How would she know? Her entire body was numb. “They’re fine.”

“Good, let’s get out of here.” Charles grabbed her shoes and started stuffing them into the shoe box. Barbara looked up at Charles, her big eyes apologetic. “I’m sorry, Charles. I. . .”

“Not your fault, Barbara. It’s not your job to control the local dissidents. Let’s just get these rung up, shall we?” He crammed the lid on the box and helped Tomilola to her feet.

A thousand questions pounded through her head as Charles paid for the shoes and escorted her back to his truck. Was this the reason behind Demola’s reserve? The reason he’d left her that night, her lips throbbing, her body aching? And if it was, what then?

As soon as the car was on the road she turned to Charles, her stomach tied in knots. “Demola’s an ex con?” His lips pressed into a thin line he answered with a single nod.

Oh, God. “What did he do?”

Charles shook his head “Your father had a rule on the Big W. No gossiping behind people’s backs. You want to know about someone, you ask him.”

She couldn’t believe her ears. “You’re kidding, right? You’re going to stonewall me?

You don’t think I have a right to be a little nervous about the idea of living with a bunch of ex-cons?” She wanted to be a PC about this. If the men were ex-cons, they’d paid their debt to society; she shouldn’t penalize them with her prejudice. But the thought of living with a bunch of men who’d done God knew what was damn unsettling.

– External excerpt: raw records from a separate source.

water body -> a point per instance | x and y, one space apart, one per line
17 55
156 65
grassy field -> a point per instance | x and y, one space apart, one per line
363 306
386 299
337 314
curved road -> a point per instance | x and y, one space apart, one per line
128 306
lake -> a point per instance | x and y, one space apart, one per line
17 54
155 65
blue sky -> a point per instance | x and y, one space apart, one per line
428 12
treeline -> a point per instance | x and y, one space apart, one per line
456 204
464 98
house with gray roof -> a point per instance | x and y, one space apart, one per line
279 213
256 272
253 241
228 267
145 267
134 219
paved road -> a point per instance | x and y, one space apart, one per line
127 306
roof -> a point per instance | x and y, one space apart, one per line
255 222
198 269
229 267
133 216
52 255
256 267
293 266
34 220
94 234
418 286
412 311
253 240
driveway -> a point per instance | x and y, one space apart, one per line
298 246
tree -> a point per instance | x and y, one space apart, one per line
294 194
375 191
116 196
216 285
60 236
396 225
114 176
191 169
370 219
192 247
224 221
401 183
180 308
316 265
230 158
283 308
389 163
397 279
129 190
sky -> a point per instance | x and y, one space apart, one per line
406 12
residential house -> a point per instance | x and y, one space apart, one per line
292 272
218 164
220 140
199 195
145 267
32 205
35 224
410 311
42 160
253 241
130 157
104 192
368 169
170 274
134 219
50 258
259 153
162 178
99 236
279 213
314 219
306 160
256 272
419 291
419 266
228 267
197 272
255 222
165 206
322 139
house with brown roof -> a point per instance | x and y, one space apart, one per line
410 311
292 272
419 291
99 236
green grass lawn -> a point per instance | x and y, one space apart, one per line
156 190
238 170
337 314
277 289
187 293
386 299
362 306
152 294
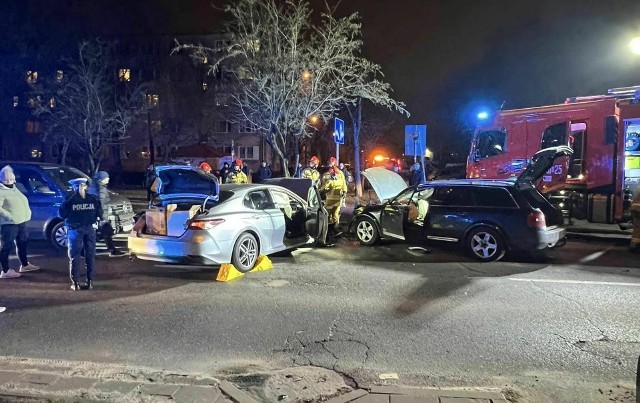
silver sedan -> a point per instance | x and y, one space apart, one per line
211 225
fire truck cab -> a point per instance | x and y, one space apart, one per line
598 180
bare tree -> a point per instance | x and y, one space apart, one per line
288 68
90 110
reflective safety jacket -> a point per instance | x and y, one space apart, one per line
334 187
236 177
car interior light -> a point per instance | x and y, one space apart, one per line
205 224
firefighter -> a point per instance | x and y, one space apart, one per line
236 175
334 189
80 212
311 172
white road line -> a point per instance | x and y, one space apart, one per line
542 280
594 256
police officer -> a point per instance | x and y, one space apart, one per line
236 175
80 212
98 188
311 172
334 187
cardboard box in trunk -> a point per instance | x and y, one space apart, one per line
156 222
177 220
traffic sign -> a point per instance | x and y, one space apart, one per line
415 140
338 131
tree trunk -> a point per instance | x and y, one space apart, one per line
356 121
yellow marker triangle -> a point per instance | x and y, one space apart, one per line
228 272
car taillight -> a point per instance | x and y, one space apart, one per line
205 224
536 219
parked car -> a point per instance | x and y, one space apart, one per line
232 223
46 187
485 217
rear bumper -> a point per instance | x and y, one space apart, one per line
192 247
550 237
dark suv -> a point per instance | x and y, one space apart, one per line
485 217
46 187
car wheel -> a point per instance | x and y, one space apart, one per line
245 252
485 244
58 236
367 232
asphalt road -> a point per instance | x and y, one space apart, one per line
563 326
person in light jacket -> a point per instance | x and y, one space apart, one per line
14 214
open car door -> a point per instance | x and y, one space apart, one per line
317 222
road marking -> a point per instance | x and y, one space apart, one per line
542 280
594 256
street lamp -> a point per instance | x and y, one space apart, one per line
635 45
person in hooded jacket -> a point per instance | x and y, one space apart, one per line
80 212
416 175
98 188
237 175
14 214
265 172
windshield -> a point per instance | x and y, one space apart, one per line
186 181
62 175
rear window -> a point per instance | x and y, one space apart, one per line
493 197
186 181
452 196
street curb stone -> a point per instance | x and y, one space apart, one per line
234 393
348 397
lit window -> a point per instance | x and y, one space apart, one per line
32 77
223 126
156 126
153 99
34 101
32 127
124 74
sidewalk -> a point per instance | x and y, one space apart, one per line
23 379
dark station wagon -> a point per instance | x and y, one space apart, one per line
486 217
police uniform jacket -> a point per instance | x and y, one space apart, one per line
78 212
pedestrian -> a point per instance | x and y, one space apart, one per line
80 212
14 214
150 177
237 175
224 172
265 172
347 175
98 189
416 175
247 172
311 172
334 189
208 170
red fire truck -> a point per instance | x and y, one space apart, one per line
599 180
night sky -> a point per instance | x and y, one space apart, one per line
442 58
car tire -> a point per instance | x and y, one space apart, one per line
485 244
58 236
245 252
367 231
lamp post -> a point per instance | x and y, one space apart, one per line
634 44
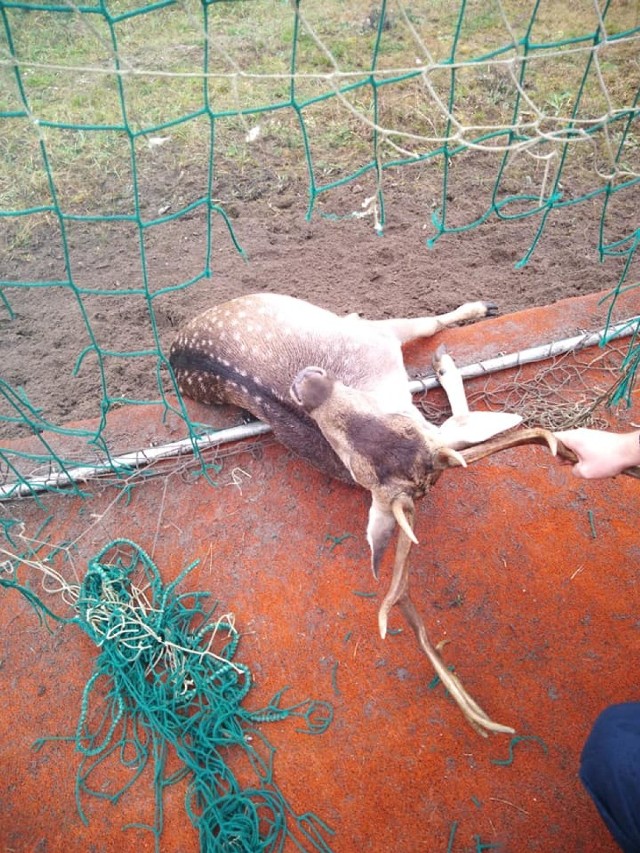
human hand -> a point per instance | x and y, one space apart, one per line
601 453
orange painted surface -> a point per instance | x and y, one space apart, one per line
530 574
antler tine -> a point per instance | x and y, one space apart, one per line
532 435
399 594
515 438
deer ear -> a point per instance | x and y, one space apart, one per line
379 531
474 427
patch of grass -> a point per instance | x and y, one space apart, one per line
66 65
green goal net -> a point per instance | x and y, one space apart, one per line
102 104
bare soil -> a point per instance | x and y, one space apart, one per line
335 261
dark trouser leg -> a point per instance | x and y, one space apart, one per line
610 771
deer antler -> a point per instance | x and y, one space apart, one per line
533 435
399 594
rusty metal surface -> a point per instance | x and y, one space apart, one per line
529 573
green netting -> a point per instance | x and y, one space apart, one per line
167 694
90 93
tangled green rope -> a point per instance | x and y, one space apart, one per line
166 684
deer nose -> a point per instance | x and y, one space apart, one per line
311 387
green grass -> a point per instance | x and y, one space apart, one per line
66 65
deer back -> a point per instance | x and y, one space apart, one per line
249 350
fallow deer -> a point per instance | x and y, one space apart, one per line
335 391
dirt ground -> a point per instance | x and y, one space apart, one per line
338 262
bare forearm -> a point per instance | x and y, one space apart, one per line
601 453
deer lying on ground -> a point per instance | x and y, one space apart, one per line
335 391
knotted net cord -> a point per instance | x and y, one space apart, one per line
167 694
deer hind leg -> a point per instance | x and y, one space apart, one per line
465 428
399 594
408 329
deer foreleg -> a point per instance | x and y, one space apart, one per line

“Look, having made his own mistakes, your dad understood that sometimes people screw up. He didn’t think that they should pay their entire lives for it. But he wasn’t an idiot, Tomilola. He always hoped, always believed, he’d find you and your mother and bring you home. Do you really think he’d bring men onto the estate who’d be a danger to you?”

“Quite frankly, I don’t know what to think.

But just because my father was comfortable with these men, just because he thought my mother and I would be safe around them, doesn’t mean I will feel the same. I want to know who these men are and what they did.

And I think I have that right.”

He grimaced but nodded. “You’re right, you do. But I won’t talk behind their backs. What I can do is give you the names of the men with prison records. There aren’t that many, by the way. Seven, to be exact. You can call them in, ask them yourself why they spent time behind bars. If they want to tell you what they did, fine. If not, you can decide if you want to let them go.”

She stared out at the highway disappearing beneath the car’s hood, acid pouring into her stomach, a sharp ache throbbing suspiciously close to her heart. She thought she’d known what kind of man Demola was. Now she didn’t have a clue. But she was damned well going to find out.

She gave her head a sharp nod. “I can live with that. Let’s start with Demola.”